Similarly, many sources claim that Charles Calvert the elder's brother was Raisley Calvert, a sculptor from Cumberland who was a benefactor of the poet William Wordsworth (and whose father was also a steward for the Duke of Norfolk, at Greystoke Castle), but this appears to be another family claim taken at face value—in reality, Charles the elder was born nearly two decades before his alleged "brother", their parents have different names on their birth certificates, and other than the Duke of Norfolk there is no documentary or geographical connection between the two men.[13] [14] [15]
Letherbrow is clear that the family did sincerely believe both their father's claims of noble descent and of having a brother who was "a bosom friend of Wordsworth"—however, they thought his name was "Randolph" rather than Raisley. Michael Pease Calvert's son, John Raphael Calvert, also reaffirmed the claim in a letter to the Manchester City News in 1914, asserting that "the particulars of the Baltimore estates" were lost when his grandfather died.[16] The exact nature of both claims may have been distorted over time as younger generations of the family retold them to later acquaintances and biographers like John Howard Nodal, whose Art in Lancashire and Cheshire: a List of Deceased Artists (1884) is a source relied upon for the younger Charles Calvert's entry in the 1895 edition of the Dictionary of National Biography.[17] [18] [19]
Many posthumous sources also mistakenly assume that the Lancashire-based animal painter Henry Calvert was one of Charles Calvert the elder's children—in reality, he was from an unrelated family in Nottinghamshire who coincidentally happened to work and exhibit in Manchester during the same period as Charles and Michael Pease Calvert.[20] [21]

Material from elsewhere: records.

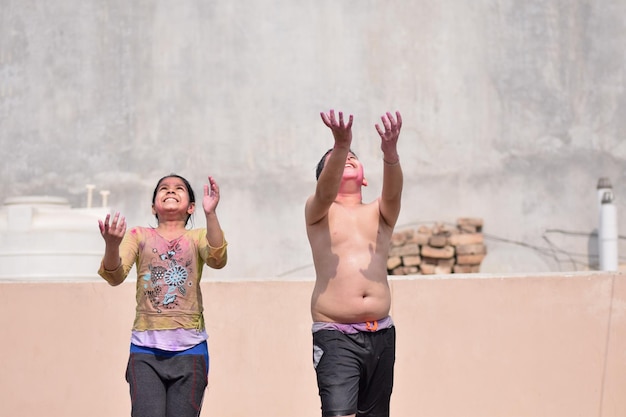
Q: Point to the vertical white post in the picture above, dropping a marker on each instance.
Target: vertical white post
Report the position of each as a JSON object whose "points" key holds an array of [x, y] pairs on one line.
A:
{"points": [[607, 228], [105, 197]]}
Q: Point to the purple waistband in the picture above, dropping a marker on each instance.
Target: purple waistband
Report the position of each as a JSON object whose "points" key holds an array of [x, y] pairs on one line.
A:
{"points": [[352, 328]]}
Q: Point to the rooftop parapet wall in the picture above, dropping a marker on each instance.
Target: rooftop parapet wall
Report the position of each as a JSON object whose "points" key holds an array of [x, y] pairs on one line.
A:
{"points": [[546, 345]]}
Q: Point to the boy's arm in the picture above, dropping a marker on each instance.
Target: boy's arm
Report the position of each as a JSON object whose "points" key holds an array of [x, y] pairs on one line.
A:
{"points": [[393, 179], [329, 181]]}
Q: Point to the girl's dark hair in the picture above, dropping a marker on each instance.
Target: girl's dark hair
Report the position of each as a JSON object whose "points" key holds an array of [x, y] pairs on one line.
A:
{"points": [[322, 162], [192, 196]]}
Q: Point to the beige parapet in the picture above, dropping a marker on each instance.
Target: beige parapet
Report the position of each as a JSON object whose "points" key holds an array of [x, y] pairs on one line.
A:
{"points": [[541, 345]]}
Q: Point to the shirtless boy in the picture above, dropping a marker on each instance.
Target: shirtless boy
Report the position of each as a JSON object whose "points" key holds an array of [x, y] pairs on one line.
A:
{"points": [[353, 335]]}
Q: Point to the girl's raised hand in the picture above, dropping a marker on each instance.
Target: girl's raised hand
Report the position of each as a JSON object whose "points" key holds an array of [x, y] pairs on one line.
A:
{"points": [[211, 196], [113, 230]]}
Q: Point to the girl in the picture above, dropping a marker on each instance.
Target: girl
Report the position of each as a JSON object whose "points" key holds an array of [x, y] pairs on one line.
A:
{"points": [[169, 361]]}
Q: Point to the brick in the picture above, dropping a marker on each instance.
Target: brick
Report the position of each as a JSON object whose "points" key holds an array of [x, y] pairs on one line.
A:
{"points": [[398, 239], [469, 221], [438, 241], [427, 269], [466, 269], [425, 230], [472, 249], [408, 249], [466, 239], [397, 271], [470, 259], [420, 238], [411, 270], [439, 253], [393, 262], [411, 260], [468, 228], [443, 270]]}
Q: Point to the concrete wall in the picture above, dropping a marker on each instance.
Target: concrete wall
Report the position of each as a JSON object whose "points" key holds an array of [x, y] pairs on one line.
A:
{"points": [[512, 111], [548, 345]]}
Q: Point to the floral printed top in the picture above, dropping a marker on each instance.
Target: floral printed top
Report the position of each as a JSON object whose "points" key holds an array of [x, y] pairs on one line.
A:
{"points": [[168, 276]]}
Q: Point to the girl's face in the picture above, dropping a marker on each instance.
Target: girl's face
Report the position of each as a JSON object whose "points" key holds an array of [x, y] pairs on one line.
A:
{"points": [[171, 198]]}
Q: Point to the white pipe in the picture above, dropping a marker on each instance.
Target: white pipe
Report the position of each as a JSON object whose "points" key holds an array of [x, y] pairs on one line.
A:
{"points": [[607, 234], [105, 197], [90, 188]]}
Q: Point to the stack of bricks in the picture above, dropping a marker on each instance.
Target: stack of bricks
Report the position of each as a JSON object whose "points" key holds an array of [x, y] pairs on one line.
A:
{"points": [[439, 249]]}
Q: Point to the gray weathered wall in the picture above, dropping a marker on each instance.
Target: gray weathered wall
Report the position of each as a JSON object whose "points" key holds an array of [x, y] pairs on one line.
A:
{"points": [[512, 111]]}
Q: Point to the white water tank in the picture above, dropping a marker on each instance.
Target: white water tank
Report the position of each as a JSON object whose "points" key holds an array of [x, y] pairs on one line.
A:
{"points": [[43, 238]]}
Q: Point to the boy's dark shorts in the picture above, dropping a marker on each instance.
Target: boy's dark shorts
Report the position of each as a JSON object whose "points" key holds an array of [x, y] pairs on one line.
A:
{"points": [[354, 371]]}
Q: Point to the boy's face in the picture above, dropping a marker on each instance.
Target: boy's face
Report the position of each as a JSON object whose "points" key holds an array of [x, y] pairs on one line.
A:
{"points": [[353, 169]]}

Calvert's brother Charles Calvert was instrumental in the founding of the Royal Manchester Institution as one of the men, led by David Henry Parry, who gathered to form the Associated Artists of Manchester in 1823.[22] [23] Calvert was one of the artists whose work was included in the Institution's first exhibition in 1827, and he and his brother were part of a select group of artists working locally—alongside David Henry Parry, James Parry, John Ralston, Henry Liverseege, Arthur Perigal, and Thomas Henry Illidge—whose pieces were included in each of the Institution's annual exhibitions into the early 1830s.[24]
He was a close friend of the poet Charles Swain, and Swain's nephew Frederick Tavaré was Calvert's apprentice from 1826 to 1831.[25]
Calvert lived in Broughton for most of his adult life.[26] [27] He continued to exhibit at local museums regularly until the 1860s, although by the time of the 1861 census he had started listing his occupation as "retired landscape painter."[28] [29]
Calvert was Catholic; he was one of the leaders of a large meeting of Manchester and Salford Catholics held in February 1851 to rally political opposition to the Ecclesiastical Titles Act 1851.[30]
Calvert married Sarah Barker in 1835, and they had seven children before Sarah died in 1854; Calvert never remarried.[31] In 1869 their third daughter, Sarah Ann, married Charles Hammersley, nephew of James Astbury Hammersley, the founding president of the Manchester Academy of Fine Arts.[32]
Calvert died on 25 January 1875 at his home, 28 Camp Street in Lower Broughton, aged 76; he was buried at St. Chad's Church.[33]